Quando si parla di scelte di investimento o più in generale di finanza, spesso si ipotizza che le scelte dell’individuo siano dominate dalla razionalità. In realtà, spessonon è così.

Una frazione del mondo finanziario, quella che si occupa di finanza comportamentale, se ne è resa conto da tempo e ha capito che, quando si tratta di gestire i propri soldi, le persone tipicamente ragionano utilizzando “Conti Mentali” (o “Mental Accounts”).

Che cosa significa? In pratica, non si guarda al proprio patrimonio nella sua interezza, ma lo si spezzetta mentalmente in tanti conti. Ad esempio un conto per il risparmio previdenziale, un altro per le spese correnti e via dicendo.

In passato si riteneva che ciò danneggiasse l’efficienza globale della gestione del patrimonio complessivo. In realtà è possibile impostare il risparmio utilizzando Conti Mentali ed avere contestualmente un’allocazione del patrimonio molto efficiente.

Così, possiamo trasformare la nostra psiche in un potente alleato se associamo un portafoglio d’investimenti ad un obiettivo concreto.Vediamo come.

Come prima cosa bisogna riconoscere che uno dei rischi maggiori per il risparmiatore è... se stesso. La psiche umana può infatti essere nemica degli investimenti, perché induce comportamenti istintivi potenzialmente dannosi. È la nostra psiche, ad esempio, che ci spinge a disinvestire nei momenti meno opportuni, sotto l’effetto del panico, oppure ci porta ad effettuare investimenti improbabili per puro spirito imitativo.

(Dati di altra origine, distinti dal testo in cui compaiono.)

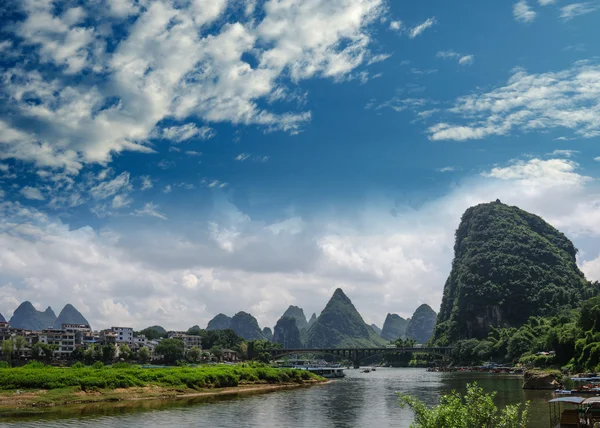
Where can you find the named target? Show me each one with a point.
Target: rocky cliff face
(220, 322)
(394, 327)
(508, 265)
(246, 326)
(298, 314)
(268, 333)
(287, 334)
(69, 315)
(340, 325)
(27, 317)
(421, 325)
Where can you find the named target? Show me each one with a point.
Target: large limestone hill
(69, 315)
(27, 317)
(340, 325)
(508, 265)
(394, 327)
(421, 325)
(298, 314)
(220, 322)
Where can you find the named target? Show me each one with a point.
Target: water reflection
(360, 399)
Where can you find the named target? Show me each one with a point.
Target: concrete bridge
(356, 355)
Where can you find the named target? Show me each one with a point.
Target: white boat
(324, 371)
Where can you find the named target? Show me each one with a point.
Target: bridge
(356, 355)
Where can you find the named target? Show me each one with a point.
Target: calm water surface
(359, 400)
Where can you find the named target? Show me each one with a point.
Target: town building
(189, 341)
(123, 335)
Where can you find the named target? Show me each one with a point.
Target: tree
(171, 350)
(193, 354)
(7, 349)
(473, 410)
(20, 343)
(144, 354)
(125, 351)
(108, 352)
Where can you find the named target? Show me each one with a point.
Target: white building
(189, 341)
(123, 335)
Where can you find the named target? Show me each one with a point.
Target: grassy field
(36, 385)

Con i Conti Mentali, invece, la psiche è un aiuto concreto:basta associare un portafoglio a ad un obiettivo reale, che ci tocca davvero da vicino, e saremo più inclini a tenere fede a tale obiettivo, senza “perdere la rotta” dell’investimento.

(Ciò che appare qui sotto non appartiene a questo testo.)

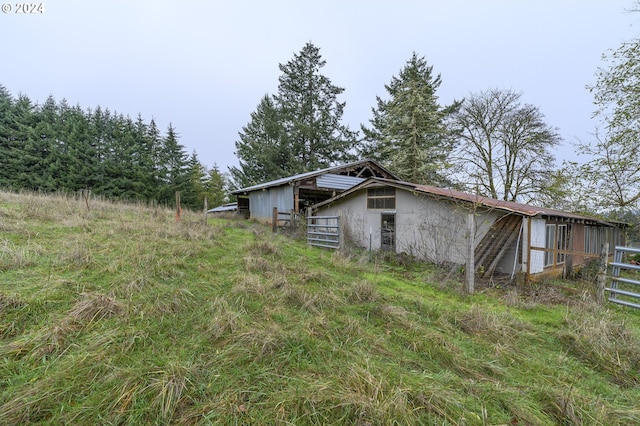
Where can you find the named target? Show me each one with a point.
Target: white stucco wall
(427, 228)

Vediamo qualche esempio di Conto Mentale:

  • accumulare un capitale per i figli o i nipoti;
  • risparmiare in vista della propria pensione;
  • creare una reddito integrativo (un “portafoglio rendita”);
  • accumulare capitale per il viaggio che si è sempre sognato o per un altro bisogno voluttuario, e così via.

I conti mentali possono essere realizzati da chiunque, con gli strumenti finanziari che più preferisce. L’idea alla base è però la stessa: associare un obiettivo a un portafoglio, fornendo la giusta motivazione per superare gli inevitabili momenti di difficoltà attraversati da qualunque investimento. Ad esempio, sapere che “si sta investendo per i figli” aiuta a mantenere la corretta allocazione di portafoglio anche quando, per effetto di oscillazioni dei prezzi di breve periodo, la tentazione sarebbe quella di disinvestire.

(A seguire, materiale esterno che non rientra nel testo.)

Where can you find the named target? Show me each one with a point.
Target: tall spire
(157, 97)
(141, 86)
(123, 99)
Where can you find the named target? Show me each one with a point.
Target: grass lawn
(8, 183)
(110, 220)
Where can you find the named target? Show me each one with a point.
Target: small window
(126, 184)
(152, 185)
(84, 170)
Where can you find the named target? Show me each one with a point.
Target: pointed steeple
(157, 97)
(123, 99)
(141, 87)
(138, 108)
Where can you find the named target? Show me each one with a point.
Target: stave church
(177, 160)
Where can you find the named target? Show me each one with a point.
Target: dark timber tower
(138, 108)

Inoltre, esplicitare chiaramente un obiettivo consente di definire meglio il portafoglio stesso.

Pensate ad esempio a un portafoglio destinato a fornire un reddito integrativo. Dall’obiettivo concreto si desume che la caratteristica principale del portafoglio deve essere la capacità di generare flussi di cassa periodici e piuttosto regolari, puntando sulla presenza di cedole e dividendi di una certa entità. Insomma, tutto diventa più semplice e chiaro.

Chi pensa che i Conti Mentali vadano a discapito dell’efficienza del portafoglio si sbaglia. Il padre della moderna teoria di portafoglio Harry Markowitz, premio Nobel per l’Economia nel 1990, mostra che associare i Conti Mentali a rigorosi metodi di costruzione dei portafogli “produce un fruttuoso legame tra gli obiettivi concreti di risparmio e consumo e la realizzazione dei portafogli”.

Tirando le somme, associare un obiettivo tangibile ai propri investimenti:

  • consente di definire il portafoglio adatto alle proprie esigenze;
  • aiuta a mantenere la rotta nei momenti difficili.